Movie Review
Wolf morphs an acting exercise into a wildly pointless feature film
One of the many exercises acting students participate in when learning their craft is to pretend to be any animal. Among other purposes, it allows students to explore their physicality and to try to inhabit a being complete foreign to themselves. While there are occasions that actors have to play animals, the exercise is rarely meant to be explicit practice for such a role.
The new movie Wolf is like that acting exercise turned into a feature length film, with all of the excitement of an outsider watching the actors go through the motions. As the film begins, Jacob (George MacKay) is being taken to a facility for kids and teenagers with Species Identity Disorder, i.e. people who believe they are animals.
There Jacob meets fellow patients like Wildcat (Lily-Rose Depp), who seems to have free rein in the facility; German Shepherd (Fionn O’Shea), who shares Jacob's canine affinity; and Parrott (Lola Petticrew), who is for some reason allowed to dress up as her animal. The person overseeing the facility is The Zookeeper (Paddy Considine), who puts on a publicly nice persona when parents visit, but often turns sadistic when alone with the patients.
Written and directed by Natalie Biancheri, the film will test the patience of all but the most ardent art film enthusiasts. That’s because even though we spend a lot of time with the patients and staff of the facility, nothing actually seems to happen. Mostly what’s shown is the day-to-day life of the group, which involves some combination of group therapy, patients allowed to go wild, or the staff indulging in merciless treatment of the patients.

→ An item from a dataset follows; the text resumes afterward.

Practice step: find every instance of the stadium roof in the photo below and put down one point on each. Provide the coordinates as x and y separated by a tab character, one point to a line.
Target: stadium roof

What never becomes clear is the point of it all. On a surface level, how the patients are treated makes no sense. There seems to be no real attempt at rehabilitating any of them, and various patients are allowed to do wildly different things. Of course, since it’s an art film, there may be a metaphor in the story somewhere, but it’s hidden among the histrionics.
The best that can be said for the film is that each of actors commits to their roles completely. MacKay, who wowed in 1917, goes all out in his wolf-trapped-in-a-human role, and so even though the part makes no sense, you can’t fault his performance. In Depp’s short-lived career, she’s only played inscrutable characters, perhaps drawing inspiration from her father, Johnny Depp.
Wolf is a film that’s only for a certain type of moviegoer, and even those people may be confused by anything that happens. The film is a bear to watch and you’d have to be wise as an owl to get anything meaningful out of it.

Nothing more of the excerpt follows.